The world is ever-changing and with that not-so-slow evolution comes the promise of a better life for those who are diagnosed with chronic disease. Patients of diabetes have long listened the the explanations of primary care physicians and an eye doctor for diabetes regarding the dangers of cheating on their diet plans. Yet, new products on the market are making it easier than ever for these individuals to maintain their blood-sugar levels while biting into something sweet and scrumptious.
Foods Considered No-Nos The list of foods that diabetics are told to avoid is very long and includes some of the most favored ones, including sugar, honey, fruit juices, chocolate, cream, doughnuts, fried foods, cream cheese, cottage cheese, many forms of yogurt, and even some salad dressings. Considering that this is just a few of the products readily discussed by diabetics everywhere, it is no wonder why this population is in seek of sweet alternatives. Austin ophthalmologist professionals are trying to spread the word about what is and what isn’t safe when it comes to sweetening up a diabetic’s diet.

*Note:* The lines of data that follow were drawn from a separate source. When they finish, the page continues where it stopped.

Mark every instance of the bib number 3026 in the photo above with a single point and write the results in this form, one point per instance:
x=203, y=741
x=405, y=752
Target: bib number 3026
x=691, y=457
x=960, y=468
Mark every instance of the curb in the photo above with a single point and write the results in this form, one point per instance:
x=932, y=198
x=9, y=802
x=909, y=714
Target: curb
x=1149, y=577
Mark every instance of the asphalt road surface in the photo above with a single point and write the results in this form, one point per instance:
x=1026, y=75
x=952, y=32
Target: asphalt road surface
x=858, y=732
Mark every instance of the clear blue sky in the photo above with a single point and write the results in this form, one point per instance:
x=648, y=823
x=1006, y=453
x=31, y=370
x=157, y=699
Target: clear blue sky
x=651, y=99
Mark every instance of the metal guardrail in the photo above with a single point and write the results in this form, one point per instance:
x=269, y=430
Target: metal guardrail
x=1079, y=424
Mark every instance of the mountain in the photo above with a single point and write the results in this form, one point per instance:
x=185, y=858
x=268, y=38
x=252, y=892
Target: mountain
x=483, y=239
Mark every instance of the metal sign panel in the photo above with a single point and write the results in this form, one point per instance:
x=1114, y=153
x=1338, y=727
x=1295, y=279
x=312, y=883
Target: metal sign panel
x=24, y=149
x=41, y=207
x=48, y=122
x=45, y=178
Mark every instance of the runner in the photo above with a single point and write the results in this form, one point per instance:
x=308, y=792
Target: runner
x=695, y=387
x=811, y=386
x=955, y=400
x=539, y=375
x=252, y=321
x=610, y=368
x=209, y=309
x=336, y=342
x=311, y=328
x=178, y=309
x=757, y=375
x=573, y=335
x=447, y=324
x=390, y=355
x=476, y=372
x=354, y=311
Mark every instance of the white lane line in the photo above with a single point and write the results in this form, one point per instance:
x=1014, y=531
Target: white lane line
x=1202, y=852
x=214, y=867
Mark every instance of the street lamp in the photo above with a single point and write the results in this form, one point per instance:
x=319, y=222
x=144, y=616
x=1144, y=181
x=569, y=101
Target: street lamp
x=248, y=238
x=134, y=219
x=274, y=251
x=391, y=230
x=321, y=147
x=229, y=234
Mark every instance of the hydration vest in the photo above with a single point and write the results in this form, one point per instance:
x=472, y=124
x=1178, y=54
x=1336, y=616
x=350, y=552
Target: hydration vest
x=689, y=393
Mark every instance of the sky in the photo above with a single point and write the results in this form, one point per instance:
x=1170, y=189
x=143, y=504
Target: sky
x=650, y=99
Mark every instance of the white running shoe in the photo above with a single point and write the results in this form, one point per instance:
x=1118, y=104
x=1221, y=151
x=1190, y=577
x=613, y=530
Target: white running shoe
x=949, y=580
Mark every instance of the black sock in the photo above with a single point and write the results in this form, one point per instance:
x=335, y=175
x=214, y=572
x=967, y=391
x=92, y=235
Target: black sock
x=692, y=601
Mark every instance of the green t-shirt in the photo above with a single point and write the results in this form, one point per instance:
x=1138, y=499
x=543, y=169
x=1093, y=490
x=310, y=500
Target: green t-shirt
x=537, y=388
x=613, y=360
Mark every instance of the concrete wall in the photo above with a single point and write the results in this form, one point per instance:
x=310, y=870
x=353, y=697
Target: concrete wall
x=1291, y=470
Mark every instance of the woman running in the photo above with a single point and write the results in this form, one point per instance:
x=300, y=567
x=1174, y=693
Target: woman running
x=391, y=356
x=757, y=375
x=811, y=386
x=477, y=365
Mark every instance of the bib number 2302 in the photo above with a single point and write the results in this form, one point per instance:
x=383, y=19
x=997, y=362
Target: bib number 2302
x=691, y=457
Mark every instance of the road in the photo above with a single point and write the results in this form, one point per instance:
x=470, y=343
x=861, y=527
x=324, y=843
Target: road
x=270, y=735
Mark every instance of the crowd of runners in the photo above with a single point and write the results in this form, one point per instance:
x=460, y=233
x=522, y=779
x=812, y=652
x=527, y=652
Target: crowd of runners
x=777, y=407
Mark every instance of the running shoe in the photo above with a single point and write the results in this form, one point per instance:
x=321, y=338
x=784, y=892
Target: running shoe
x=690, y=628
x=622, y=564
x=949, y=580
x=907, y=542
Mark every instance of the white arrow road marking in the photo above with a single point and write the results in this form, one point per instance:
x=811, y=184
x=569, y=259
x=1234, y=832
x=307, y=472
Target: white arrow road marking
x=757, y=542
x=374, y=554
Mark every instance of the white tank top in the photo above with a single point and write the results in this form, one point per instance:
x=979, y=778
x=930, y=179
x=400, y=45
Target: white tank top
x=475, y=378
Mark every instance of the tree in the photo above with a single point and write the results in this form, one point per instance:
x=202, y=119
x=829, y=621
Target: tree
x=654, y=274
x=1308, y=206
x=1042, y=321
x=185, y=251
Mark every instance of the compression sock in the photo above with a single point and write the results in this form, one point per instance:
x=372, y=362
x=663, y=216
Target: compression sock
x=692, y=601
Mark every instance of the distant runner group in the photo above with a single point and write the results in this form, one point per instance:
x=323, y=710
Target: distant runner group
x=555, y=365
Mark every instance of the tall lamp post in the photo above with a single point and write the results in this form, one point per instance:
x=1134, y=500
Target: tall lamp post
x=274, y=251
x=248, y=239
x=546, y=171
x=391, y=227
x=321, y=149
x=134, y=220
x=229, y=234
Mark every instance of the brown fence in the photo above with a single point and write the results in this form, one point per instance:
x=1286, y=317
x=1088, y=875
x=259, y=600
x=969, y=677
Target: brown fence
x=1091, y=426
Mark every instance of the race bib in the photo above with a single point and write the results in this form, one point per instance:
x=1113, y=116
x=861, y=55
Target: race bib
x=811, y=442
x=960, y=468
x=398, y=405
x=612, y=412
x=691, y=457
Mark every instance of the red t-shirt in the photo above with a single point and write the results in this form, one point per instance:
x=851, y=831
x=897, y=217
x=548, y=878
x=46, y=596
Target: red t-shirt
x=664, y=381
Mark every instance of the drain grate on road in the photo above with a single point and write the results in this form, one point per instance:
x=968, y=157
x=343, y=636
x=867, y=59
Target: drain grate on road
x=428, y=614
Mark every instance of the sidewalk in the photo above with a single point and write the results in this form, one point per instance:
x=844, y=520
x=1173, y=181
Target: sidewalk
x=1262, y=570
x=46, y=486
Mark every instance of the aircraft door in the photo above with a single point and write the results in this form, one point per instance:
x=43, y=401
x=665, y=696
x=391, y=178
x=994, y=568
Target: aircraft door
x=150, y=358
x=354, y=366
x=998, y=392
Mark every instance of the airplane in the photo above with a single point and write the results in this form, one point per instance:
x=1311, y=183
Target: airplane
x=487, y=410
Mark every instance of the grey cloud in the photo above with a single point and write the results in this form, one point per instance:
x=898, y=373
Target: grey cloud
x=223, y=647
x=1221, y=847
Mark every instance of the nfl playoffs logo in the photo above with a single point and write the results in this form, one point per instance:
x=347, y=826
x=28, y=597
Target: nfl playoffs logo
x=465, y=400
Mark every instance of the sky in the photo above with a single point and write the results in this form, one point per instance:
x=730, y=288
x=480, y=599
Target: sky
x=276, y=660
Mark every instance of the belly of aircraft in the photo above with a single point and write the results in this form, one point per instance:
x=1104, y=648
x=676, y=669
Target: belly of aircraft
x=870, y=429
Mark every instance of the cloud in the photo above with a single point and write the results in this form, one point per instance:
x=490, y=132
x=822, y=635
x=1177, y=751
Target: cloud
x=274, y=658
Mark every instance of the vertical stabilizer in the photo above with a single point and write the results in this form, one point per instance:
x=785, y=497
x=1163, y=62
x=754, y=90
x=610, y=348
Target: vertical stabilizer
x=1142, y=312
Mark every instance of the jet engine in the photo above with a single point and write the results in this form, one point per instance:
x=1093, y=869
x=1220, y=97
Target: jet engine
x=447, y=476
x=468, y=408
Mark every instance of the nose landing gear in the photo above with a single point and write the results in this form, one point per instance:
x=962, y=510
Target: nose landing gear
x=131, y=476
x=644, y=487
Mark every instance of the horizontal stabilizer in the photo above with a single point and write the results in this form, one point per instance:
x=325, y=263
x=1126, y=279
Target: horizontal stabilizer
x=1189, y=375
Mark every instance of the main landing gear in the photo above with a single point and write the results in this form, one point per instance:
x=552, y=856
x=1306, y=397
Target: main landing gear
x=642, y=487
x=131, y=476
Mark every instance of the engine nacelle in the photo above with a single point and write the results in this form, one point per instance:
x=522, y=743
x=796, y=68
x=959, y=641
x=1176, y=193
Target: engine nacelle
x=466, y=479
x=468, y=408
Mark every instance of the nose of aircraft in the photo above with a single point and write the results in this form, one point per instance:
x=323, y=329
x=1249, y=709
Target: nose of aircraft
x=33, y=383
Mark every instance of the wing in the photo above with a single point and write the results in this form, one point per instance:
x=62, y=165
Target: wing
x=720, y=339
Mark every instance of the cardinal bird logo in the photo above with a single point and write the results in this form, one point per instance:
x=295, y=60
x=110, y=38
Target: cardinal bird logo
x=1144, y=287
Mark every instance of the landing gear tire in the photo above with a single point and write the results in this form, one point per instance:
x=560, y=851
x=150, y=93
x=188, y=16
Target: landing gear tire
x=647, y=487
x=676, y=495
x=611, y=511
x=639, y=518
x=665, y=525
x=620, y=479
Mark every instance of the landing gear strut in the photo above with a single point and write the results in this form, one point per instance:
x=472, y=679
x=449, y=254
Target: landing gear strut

Do Diabetics have to Turn Their Backs on Sugar? The answer is no. It might seem that it would be something to be completely avoided, but that is not the case. Most doctors agree that sugar doesn’t have to be seen as the enemy and, in fact, it has no more bearing on blood-sugar levels than traditional forms of starch. Sugar, honey, molasses, and even corn syrup can be an acceptable part of a diet even for a diabetes patient, but it should be consumed in moderation. That being said, cataract surgeons – very commonly visited by diabetics – do suggest that sugar substitutes can also be appreciated for their reduced calories and sweet taste.
Fake Sugar Speculation has run ramped about the different varieties of sugar substitutes, but the truth is that they aren’t all bad. In fact, the maximum daily dose far exceeds what the average person consumes each day and there has been no evidence to show that they are not a safe alternative when a person wants to avoid the sugar spike, but still enjoy a serving of cake.
Splenda This sugar derivative carries no calories and promises not to send your meter into a tizzy. It was first approved by the FDA in 1998. The great part about this ingredient is that it can be substituted one-to-one for sugar. It also comes in a brown sugar version. The not-so-good news is that it is still priced well above sugar. Nevertheless, many chefs, especially those catering to a diabetic crowd have come to love Splenda.
Equal (aspartame) This is found in many commonly consumed foods and beverages and was an immediate favorite of people when saccharin took on a bad reputation in the seventies. Blood sugar spikes are very minimal with this sweetener, which can be used in beverages, ice creams, puddings, and other non-baked foods.
Sweet ‘N Low (saccharine) Three hundred times sweeter than sugar, this was the original replacement. It will not cause sugar spikes and provides the same ease as Splenda, being used one-for-one in place of sugar in baked goods and other treats.
Ensuring Safety Even diabetics that are careful to follow a diet plan precisely can have complications as a result of the disease. Lines of communication should remain ever-open with a medical team and any signs of vision trouble should be discussed with a cornea specialist Austin immediately.